Damascus has for years been grappling, unsuccessfully, with a crippling water shortage that analysts say threatens the entire region.
It was no coincidence the upheaval in Syria that began two weeks ago amid unprecedented political turmoil across the entire Arab world flared first in the town of Daraa in the country's drought-ridden south.
Daraa is one of Syria's poorest towns, jammed with large numbers of people made destitute by the water crisis and long-neglected.
"Syria faces an unprecedented water crisis, compounded by poor agricultural infrastructure and management," observed Middle East analyst Victor Kotsev.
But these have been chronic problems across the Arab world for decades, largely because of inept governance by the very authoritarian regimes now wrestling with pro-democracy uprisings.
"There is a twist also to the geopolitical ramifications of what is happening," Kotsev warned.
"If it develops much further, the unrest could theoretically destabilize the entire region in a more profound way than any other regional crisis."
In this context, Daraa becomes the template of the turbulence sweeping the region and which shows no sign of abating.
The presidents of Egypt and Tunisia have already been toppled. Three others teeter on the brink: Moammar Gadhafi of Libya, Ali Abdullah Saleh of Yemen -- whose country is actually running out of water -- and Assad.
In part, at least, the problem of high food prices is a consequence of the business elites allowed to prosper by Arab rulers to buttress their regimes, and which eventually control food and other commodities to their own enrichment.
"What are essentially dictatorships like Syria rule through corruption," observed David P. Goldman writing in Asia Times Online's Spengler column March 29.
"It is not an incidental fact of life, but the primary means of maintaining loyalty to the regime."
Goldman, a noted U.S. economist and author, said, "The Arab bazaar speculates in foodstuffs as aggressively as hedge funds, and the Syrian government's attempt in February to keep food prices down prompted local merchants to hoard commodities with a long shelf life."
Syria has had water problems for years, not just because of poor agricultural performance, economic planning and rapid population growth.
Israel's seizure of the Golan Heights, a strategic plateau in southern Syria, in the 1967 war cut Syria off from a major aquifer that now feeds the Jewish state along with water sources in still-occupied Palestinian West Bank.
That was compounded by Turkey's decision in the early 1980s to build giant dams on the Euphrates River, a key source of water for Syria, its southern neighbor, across impoverished southeastern Anatolia.
The water flow of the Tigris River, too, was cut by the Turkish program for 22 dams, causing a severe reduction in water supplies in Iraq, through which the Euphrates also runs.
The rivers converge in southern Iraq and form the Shatt al-Arab waterway that flows into the Persian Gulf.

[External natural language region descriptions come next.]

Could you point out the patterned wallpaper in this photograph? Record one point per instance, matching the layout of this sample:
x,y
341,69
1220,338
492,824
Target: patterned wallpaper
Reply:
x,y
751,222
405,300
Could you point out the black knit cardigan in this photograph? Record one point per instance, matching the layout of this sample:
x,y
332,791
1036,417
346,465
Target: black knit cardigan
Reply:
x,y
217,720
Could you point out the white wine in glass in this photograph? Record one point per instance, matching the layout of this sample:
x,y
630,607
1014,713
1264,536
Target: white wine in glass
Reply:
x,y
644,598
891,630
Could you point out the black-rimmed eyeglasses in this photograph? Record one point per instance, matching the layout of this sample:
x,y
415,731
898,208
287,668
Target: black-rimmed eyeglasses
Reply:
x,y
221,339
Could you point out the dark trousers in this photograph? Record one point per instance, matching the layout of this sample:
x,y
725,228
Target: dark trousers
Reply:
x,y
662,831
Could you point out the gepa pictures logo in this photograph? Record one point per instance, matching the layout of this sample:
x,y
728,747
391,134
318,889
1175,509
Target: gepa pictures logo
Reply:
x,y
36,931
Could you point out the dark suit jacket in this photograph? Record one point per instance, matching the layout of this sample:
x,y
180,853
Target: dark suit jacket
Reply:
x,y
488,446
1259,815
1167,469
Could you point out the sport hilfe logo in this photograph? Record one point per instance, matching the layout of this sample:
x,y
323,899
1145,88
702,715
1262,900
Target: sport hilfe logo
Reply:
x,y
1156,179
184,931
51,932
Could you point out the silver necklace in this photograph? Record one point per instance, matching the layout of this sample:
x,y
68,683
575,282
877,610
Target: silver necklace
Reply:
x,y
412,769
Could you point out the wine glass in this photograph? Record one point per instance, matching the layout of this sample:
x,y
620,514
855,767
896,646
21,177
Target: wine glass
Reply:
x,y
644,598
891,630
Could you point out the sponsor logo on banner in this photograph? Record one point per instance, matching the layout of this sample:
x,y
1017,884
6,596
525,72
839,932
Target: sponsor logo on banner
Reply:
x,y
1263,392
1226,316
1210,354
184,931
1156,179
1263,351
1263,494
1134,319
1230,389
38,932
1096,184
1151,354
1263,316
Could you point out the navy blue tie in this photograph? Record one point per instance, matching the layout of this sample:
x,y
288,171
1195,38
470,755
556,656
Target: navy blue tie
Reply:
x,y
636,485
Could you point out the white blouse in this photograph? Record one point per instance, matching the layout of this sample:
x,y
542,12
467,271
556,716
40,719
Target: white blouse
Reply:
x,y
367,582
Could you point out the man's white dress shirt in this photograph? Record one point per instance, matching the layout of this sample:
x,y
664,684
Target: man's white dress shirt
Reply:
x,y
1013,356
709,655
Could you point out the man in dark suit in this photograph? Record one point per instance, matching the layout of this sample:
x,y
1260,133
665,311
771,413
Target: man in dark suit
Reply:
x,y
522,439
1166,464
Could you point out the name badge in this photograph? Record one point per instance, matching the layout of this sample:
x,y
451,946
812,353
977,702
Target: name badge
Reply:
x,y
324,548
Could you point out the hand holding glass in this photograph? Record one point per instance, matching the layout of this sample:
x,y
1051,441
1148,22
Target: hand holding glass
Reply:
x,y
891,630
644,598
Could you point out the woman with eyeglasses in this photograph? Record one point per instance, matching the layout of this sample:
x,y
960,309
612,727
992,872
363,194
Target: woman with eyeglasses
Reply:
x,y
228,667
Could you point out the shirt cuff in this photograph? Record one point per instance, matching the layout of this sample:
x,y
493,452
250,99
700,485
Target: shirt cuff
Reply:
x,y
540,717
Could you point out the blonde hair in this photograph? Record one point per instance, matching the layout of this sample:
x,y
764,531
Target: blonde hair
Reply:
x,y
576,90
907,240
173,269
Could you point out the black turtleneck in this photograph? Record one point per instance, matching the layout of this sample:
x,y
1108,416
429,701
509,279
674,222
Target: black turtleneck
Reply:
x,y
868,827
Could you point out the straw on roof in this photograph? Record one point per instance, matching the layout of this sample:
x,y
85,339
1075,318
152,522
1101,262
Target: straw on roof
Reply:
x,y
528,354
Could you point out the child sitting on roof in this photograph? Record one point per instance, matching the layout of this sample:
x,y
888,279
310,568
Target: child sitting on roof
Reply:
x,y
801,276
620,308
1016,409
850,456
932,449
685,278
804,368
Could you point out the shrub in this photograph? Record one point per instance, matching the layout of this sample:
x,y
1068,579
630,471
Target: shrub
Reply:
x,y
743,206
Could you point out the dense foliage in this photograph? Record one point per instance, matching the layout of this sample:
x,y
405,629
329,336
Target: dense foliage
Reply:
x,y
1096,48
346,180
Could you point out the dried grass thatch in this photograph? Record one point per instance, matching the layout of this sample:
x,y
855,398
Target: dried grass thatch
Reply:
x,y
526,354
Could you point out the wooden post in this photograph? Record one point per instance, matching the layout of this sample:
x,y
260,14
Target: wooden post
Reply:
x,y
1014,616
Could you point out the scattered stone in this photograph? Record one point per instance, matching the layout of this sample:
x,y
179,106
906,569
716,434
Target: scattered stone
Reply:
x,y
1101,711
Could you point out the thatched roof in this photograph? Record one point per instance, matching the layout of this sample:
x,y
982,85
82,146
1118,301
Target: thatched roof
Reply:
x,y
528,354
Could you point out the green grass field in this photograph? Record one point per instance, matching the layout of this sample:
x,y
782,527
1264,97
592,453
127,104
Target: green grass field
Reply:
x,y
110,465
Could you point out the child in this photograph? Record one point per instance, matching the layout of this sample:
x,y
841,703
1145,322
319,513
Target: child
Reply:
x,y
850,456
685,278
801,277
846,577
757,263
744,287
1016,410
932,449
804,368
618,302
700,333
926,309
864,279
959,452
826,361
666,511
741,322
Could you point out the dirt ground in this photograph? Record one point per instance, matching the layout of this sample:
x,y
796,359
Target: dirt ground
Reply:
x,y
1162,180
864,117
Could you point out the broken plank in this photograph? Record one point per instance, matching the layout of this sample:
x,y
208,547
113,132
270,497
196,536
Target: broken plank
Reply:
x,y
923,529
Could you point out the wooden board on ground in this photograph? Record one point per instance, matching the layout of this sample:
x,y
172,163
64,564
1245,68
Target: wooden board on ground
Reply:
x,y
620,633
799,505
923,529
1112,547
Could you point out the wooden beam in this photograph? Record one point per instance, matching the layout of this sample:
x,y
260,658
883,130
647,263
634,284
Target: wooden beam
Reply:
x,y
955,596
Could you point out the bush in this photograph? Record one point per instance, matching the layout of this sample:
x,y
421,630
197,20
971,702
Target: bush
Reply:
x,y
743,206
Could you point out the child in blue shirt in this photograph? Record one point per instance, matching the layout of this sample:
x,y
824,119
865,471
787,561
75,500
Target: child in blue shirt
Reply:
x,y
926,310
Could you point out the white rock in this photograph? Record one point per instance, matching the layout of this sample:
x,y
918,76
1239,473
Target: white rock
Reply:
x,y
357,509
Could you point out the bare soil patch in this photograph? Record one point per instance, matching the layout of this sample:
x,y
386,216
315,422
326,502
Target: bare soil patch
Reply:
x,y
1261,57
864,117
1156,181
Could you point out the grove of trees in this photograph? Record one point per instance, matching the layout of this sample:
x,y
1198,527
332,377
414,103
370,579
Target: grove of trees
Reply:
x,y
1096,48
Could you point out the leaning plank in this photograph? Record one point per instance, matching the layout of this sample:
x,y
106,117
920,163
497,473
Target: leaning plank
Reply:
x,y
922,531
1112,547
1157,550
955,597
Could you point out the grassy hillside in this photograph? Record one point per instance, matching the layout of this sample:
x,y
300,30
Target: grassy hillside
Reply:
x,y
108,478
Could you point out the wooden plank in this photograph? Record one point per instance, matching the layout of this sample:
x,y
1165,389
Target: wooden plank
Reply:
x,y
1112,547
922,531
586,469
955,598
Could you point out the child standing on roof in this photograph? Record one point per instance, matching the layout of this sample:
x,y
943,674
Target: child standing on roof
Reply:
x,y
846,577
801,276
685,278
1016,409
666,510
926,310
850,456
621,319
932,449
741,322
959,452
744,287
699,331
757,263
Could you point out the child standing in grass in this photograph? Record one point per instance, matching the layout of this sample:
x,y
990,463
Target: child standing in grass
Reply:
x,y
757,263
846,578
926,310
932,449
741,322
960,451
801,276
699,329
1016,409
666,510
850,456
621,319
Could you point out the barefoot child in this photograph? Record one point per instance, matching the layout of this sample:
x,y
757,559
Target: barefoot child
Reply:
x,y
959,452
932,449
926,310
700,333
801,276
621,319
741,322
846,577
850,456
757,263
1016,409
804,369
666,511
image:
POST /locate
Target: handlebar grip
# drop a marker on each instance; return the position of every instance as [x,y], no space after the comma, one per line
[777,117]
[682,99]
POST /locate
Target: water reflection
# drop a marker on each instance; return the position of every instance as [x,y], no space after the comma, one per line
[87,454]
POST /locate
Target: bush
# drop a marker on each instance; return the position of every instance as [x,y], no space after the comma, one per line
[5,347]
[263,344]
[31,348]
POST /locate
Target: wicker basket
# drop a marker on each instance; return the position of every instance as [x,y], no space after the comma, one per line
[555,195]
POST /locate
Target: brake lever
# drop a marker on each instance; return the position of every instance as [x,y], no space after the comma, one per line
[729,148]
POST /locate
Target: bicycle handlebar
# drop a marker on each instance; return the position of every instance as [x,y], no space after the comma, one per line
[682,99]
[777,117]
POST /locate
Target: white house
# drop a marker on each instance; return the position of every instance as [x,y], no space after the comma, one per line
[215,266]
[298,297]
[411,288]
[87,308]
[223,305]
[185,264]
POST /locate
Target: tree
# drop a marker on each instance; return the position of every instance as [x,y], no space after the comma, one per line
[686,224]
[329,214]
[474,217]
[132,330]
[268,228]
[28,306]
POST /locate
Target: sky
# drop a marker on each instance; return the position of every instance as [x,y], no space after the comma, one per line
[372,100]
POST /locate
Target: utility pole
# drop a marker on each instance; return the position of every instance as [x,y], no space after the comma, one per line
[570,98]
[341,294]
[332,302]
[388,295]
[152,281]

The drought began six years ago and has seriously eroded Syria's already reduced water supply, as it has elsewhere in the region. Unregulated well-digging has made things worse in Syria, drying up rivers and springs.
Amid the current political turmoil, Arab governments have been buying food supplies in large quantities in a bid to contain or avert the political whirlwind. This is a stopgap solution at best that doesn't address the fundamental causes of the uprisings threatening a dozen or more regimes.
The Syrian upheaval, the worst there in 30 years, was late in starting but it's continuing despite a harsh response by Damascus in which scores of protesters have reportedly been killed by army gunfire.
With the region's food production suffering, imports are climbing -- and becoming more expensive, making it more problematic for embattled regimes to wriggle out of the current convulsions that threaten them.
The U.N. Food and Agricultural Organization warned Feb. 3 that global food prices were at an all-time high due to climate change and poor harvests in key grain exporters like Russia and Ukraine.
Escalating food prices may not have been the primary force behind the current turbulence but they may soon become so.